Mon jeune papa se juge mauvais père, mauvais compagnon, mauvais tout court. Son angoisse est telle que ses paroles lui brûlent la gorge. Derrière les mots, les émotions. Il est fatigué, anxieux, désemparé. Il étouffe. Il voudrait sortir sans anticiper tous les dangers de contamination qui guettent son fils. Il voudrait hurler. Peu à peu, je remonte avec lui le fil de ses habitudes. Les choses qu’il connaît et qui lui font du bien. Nous avons tous des ressources en nous pour calmer nos émotions négatives. La cuisine, le sport, la musique classique, les massages, je tisse le lien qui le relie à des jolis souvenirs, à toutes ses réussites infimes et quotidiennes qui composent la vie d’un parent… Quelques heures plus tard, il rappellera. Il a fait un long massage à son fils. Le petit s’est endormi en dix minutes. Et le papa aussi.

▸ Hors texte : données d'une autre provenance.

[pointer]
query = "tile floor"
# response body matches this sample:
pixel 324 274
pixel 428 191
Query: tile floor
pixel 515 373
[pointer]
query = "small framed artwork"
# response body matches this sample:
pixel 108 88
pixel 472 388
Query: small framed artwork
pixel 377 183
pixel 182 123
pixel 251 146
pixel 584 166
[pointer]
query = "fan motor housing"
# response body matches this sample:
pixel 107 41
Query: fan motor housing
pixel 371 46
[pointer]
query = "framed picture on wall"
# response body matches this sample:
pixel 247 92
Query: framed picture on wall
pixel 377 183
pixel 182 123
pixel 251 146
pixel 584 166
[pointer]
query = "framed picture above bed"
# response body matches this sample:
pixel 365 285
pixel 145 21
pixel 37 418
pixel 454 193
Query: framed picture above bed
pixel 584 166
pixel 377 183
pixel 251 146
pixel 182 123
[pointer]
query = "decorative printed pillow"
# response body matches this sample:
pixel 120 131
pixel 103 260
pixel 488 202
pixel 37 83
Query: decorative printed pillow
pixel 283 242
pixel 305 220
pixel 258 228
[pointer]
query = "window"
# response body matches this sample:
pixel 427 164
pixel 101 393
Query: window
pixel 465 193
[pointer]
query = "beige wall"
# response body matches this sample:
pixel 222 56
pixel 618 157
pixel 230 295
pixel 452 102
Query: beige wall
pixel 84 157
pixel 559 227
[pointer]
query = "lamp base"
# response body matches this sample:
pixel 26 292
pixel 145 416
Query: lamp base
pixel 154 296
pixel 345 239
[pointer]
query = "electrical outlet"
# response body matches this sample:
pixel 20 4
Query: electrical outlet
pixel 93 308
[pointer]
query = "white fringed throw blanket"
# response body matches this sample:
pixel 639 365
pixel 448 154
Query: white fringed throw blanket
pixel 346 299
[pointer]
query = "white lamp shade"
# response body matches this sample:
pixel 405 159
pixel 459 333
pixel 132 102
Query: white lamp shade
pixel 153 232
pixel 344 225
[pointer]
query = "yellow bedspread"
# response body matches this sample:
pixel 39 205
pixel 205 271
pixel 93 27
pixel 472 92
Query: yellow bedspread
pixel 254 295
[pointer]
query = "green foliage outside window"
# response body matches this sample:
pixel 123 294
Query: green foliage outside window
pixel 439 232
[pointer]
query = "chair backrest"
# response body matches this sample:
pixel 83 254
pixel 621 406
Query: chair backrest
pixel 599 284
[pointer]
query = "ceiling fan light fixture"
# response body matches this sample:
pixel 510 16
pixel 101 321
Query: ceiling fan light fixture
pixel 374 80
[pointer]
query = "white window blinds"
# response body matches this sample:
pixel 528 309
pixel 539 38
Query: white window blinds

Alors que je viens de raccrocher, je vois mon collègue qui est en ligne. Il me fait un petit signe : tout va bien ? Je lui renvoie un clin d’œil : oui, ça va. Il sourit légèrement et se concentre sur son appel.
Plus jamais ça. J’ai cinquante ans, une belle carrière d’ingénieur derrière moi et ce que je considérais alors comme une vie heureuse. C’est une crise cardiaque qui tout a changé. Celle de mon voisin. Il y a un an, il est mort dans mes bras. Je me suis promis : plus jamais ça. J’ai commencé à la Croix-Rouge par le secourisme. En intervention, la victime est prise en charge et, une fois dans l’ambulance, ce sont les proches qui restent démunis, seuls avec leurs émotions. La petite musique du « plus jamais ça » a recommencé à tinter. Je me suis porté volontaire au SISU. Je décroche le téléphone. C’est une femme. Elle veut savoir si elle est folle…
D’abord, si je puis me permettre, je vais donner un conseil d’ordre général. Il faut arrêter de regarder les chaînes et les sites d’infos en continu. C’est l’hystérie. N’importe qui deviendrait fou. Au départ du confinement, je ne vais pas nier que j’ai ressenti une sérieuse montée d’adrénaline. Mais aujourd’hui sur le terrain l’ambiance est sereine. Il n’y a pas de horde de malades qui déferle sur les hôpitaux et au SISU le téléphone sonne, modérément. Une bonne nouvelle à partager sans modération sur votre réseau social préféré. D’ailleurs, c’est un challenge pour nous. Il faut rester concentré, disponibles, malgré de longues périodes de latence. Mes amis diraient que je suis d’un naturel optimiste. Ce n’est pas faux. Mais je suis aussi un matheux. Je suis avant tout réaliste.
J’écoute la jeune femme qui souffre d’être isolée sur son lieu de travail. Elle trouve que son employeur ne prend pas assez au sérieux les mesures de sécurité. Il semblerait qu’elle est la seule à s’en préoccuper. Selon ses termes, elle n’est ni « germaphobe » ni « control freak ». Elle supporte très difficilement d’être jugée associable et traitée comme une pestiférée. C’est le comble. Elle se sent seule contre tous. D’où sa question légitime : elle est folle ou ce sont les autres qui sont fous ?
Je suis aussi angoissé par l’épidémie. C’est difficile à gérer. Surtout quand on est isolé. Physiquement, psychologiquement ou socialement d’ailleurs, c’est égal. On ne sait pas combien de temps ça va durer. Il y a de quoi être stressé. Alors si elle est folle de se préoccuper des règles de sécurité, je le suis aussi. On est au moins deux. Et généralement, quand il y a deux fous dans la pièce, ils finissent par bien s’entendre.